TV personality Montel Williams spoke at the State Capitol in Harrisburg Thursday, urging lawmakers to legalize medical marijuana.
Williams said medical marijuana saved his life. "I walked in front of a car in Columbus Circle, in Manhattan, hoping he would hit me," he said. "It wasn't until I started using medical cannabis on a daily basis and getting my system saturated with cannaboids that I started getting relief."
Williams was diagnosed with multiple sclerosis 16 years ago, and said medicinal marijuana helps him in his daily battle. Williams made a plea to members of the House to pass a medical marijuana bill.

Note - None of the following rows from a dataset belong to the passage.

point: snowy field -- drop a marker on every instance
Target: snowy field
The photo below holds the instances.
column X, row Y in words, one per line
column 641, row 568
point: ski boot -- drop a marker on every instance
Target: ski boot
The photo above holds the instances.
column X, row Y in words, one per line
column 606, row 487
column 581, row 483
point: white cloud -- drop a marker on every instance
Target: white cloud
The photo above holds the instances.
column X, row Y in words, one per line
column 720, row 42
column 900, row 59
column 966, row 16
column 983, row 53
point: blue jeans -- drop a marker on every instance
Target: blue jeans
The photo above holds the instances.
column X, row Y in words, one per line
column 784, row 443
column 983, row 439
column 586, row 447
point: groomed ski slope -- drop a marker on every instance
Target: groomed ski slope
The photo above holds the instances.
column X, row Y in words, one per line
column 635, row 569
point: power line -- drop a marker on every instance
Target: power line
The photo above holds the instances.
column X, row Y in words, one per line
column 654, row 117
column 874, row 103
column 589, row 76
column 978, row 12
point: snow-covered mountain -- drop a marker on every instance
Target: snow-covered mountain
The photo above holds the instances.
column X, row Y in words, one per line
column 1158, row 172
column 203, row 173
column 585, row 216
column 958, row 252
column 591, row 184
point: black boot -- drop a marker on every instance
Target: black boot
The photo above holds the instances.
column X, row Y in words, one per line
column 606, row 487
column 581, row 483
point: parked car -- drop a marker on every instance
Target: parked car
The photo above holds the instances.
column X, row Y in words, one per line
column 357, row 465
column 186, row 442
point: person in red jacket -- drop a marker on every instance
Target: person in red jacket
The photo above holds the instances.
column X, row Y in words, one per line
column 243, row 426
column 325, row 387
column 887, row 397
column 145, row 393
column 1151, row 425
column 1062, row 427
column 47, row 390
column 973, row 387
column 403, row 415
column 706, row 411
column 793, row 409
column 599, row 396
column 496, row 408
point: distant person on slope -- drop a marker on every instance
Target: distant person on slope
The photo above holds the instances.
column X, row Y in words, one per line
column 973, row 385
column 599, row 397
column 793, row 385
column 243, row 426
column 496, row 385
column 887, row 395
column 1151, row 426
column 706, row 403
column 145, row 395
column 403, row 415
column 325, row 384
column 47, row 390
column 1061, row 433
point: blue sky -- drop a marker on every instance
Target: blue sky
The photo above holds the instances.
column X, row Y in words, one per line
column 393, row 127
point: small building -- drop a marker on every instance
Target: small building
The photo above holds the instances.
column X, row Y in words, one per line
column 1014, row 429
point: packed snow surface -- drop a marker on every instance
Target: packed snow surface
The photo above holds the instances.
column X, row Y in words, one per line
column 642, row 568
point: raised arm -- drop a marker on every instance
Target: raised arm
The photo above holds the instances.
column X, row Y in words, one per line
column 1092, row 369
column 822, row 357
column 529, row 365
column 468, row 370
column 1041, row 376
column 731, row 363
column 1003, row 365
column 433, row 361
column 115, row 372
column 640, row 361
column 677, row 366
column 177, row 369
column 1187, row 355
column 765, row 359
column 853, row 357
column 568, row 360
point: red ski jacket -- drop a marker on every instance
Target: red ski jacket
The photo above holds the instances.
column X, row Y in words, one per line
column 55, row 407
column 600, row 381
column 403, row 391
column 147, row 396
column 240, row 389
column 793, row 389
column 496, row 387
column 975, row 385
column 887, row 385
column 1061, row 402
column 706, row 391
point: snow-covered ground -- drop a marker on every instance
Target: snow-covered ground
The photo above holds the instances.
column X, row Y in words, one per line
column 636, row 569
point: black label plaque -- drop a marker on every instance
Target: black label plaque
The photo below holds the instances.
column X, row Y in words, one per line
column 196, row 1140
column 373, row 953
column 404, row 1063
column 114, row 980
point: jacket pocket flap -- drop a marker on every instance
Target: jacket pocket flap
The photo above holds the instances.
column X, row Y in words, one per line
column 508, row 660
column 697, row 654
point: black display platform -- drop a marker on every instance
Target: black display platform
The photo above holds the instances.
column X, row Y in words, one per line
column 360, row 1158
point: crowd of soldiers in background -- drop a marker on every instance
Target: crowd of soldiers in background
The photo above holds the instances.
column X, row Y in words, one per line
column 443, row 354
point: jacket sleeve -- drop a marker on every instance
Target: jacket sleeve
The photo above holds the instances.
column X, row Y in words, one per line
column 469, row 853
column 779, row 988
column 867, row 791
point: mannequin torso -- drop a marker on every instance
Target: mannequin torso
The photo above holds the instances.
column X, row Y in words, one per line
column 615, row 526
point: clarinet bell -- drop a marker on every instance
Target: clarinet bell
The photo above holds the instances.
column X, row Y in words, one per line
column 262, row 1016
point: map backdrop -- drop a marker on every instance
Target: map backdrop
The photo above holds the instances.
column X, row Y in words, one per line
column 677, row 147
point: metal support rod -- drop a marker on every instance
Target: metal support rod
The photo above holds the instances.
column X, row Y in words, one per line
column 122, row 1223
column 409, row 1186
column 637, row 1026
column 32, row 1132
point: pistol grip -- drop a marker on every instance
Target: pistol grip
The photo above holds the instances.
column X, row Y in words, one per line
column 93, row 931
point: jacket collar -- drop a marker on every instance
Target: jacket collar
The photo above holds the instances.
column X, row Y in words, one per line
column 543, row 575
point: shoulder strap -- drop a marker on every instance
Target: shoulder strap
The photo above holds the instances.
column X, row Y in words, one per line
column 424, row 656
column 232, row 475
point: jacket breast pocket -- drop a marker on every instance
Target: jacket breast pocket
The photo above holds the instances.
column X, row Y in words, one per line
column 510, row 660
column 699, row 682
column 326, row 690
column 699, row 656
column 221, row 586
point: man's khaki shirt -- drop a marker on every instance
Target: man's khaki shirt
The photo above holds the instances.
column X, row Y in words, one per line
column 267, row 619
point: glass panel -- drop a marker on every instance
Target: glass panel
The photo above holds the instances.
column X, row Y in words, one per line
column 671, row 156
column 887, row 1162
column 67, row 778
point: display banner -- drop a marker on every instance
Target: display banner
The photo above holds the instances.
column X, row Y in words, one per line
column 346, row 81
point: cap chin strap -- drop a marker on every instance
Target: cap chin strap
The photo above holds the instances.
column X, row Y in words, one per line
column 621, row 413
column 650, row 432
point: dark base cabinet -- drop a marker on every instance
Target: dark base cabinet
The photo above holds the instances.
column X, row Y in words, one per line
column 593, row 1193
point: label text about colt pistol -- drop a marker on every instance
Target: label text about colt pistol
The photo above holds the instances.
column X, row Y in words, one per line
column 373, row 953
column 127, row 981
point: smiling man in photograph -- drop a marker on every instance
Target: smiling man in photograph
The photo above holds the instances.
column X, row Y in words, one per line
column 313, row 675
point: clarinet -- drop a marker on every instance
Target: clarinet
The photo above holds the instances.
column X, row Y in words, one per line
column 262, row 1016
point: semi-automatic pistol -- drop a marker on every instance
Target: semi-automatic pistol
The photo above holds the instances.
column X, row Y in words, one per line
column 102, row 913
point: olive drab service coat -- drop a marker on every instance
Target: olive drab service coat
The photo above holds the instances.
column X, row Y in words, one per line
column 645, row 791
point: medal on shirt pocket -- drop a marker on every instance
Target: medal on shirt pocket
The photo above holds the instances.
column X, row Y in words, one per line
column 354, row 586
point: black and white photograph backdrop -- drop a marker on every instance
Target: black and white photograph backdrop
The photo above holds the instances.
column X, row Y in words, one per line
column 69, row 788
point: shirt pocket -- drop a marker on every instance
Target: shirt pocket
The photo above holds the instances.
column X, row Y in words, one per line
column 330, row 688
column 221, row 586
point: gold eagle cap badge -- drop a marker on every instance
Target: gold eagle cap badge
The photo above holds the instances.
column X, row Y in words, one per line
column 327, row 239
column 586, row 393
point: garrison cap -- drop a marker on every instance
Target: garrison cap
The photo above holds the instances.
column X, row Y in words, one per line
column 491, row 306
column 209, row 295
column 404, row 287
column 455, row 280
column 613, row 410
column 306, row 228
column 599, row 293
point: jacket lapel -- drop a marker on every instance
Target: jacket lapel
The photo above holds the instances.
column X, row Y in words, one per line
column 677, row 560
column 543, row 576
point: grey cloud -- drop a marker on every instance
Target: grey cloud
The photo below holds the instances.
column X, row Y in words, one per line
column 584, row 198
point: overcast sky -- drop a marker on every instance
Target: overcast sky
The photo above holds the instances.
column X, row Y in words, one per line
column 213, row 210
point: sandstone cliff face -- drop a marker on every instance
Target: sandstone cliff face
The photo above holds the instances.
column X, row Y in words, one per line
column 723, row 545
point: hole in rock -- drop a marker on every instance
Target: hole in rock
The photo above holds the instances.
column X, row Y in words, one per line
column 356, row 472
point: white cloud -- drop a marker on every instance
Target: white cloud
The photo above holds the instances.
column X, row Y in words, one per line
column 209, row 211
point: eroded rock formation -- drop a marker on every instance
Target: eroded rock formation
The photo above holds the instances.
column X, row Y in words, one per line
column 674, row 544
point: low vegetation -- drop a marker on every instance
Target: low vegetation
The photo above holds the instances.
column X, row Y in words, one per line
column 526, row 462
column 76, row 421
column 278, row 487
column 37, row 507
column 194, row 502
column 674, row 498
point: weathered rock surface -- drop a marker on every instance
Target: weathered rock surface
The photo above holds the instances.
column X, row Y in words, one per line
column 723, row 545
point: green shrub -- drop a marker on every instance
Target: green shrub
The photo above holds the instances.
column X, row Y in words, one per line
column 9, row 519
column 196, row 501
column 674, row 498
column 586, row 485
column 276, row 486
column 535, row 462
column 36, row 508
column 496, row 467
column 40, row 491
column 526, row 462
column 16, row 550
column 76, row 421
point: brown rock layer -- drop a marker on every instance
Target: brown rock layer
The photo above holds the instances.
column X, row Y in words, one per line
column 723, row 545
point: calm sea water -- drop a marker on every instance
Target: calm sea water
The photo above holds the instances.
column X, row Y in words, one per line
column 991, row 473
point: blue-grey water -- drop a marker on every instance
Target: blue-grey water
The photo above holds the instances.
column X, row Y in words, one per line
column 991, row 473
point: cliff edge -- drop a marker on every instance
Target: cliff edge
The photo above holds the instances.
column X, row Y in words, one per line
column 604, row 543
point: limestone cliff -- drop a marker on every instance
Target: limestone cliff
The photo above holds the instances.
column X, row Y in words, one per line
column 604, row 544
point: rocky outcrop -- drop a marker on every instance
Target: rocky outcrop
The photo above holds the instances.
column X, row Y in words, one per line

“If put to a vote, the bill would pass, and the Gov. Tom Wolf has promised to sign it—meaning all that separates seriously ill and suffering Pennsylvanians from access to a critical treatment is political maneuvering,” Williams said.
The Senate already passed the bill by a wide margin. The bill is now in the House Health Committee.
"We got to get it out of the House. We have to get it out of committee. But, its stuck in committee because of Representative [Matt] Baker," said Williams
Republican Representative Matt Baker is the Chairman. He doesn't want any drug the FDA has not approved to be legalized in Pennsylvania, and doesn't plan to bring the bill up for a vote.
"We really should not be legislating what medicine is, we should leave that up to the federal FDA . If marijuana is safe and effective you would have thought by the now that the FDA would have at least rescheduled it to a schedule two drug," said Rep. Baker. "This is fundamentally is inconsistent with how we approve medicine in this country."
Baker pointed to the lack of support from medical organizations in the state. "Even the national Multiple Sclerosis Society opposes medical marijuana, as does the American Epilepsy Society, the Cancer Society, and the Lung Association. Virtually every medical association in the state of Pennsylvania opposes the legalization of marijuana.
Baker said he wants to make sure it's safe. "It is defined by federal law as having a high potential for abuse, lacking any current accepted medical use, and lacking safety for use even under medical supervision. I do support research and development, I do support a statewide supported access program to at least see if that might help some children with epileptic seizures."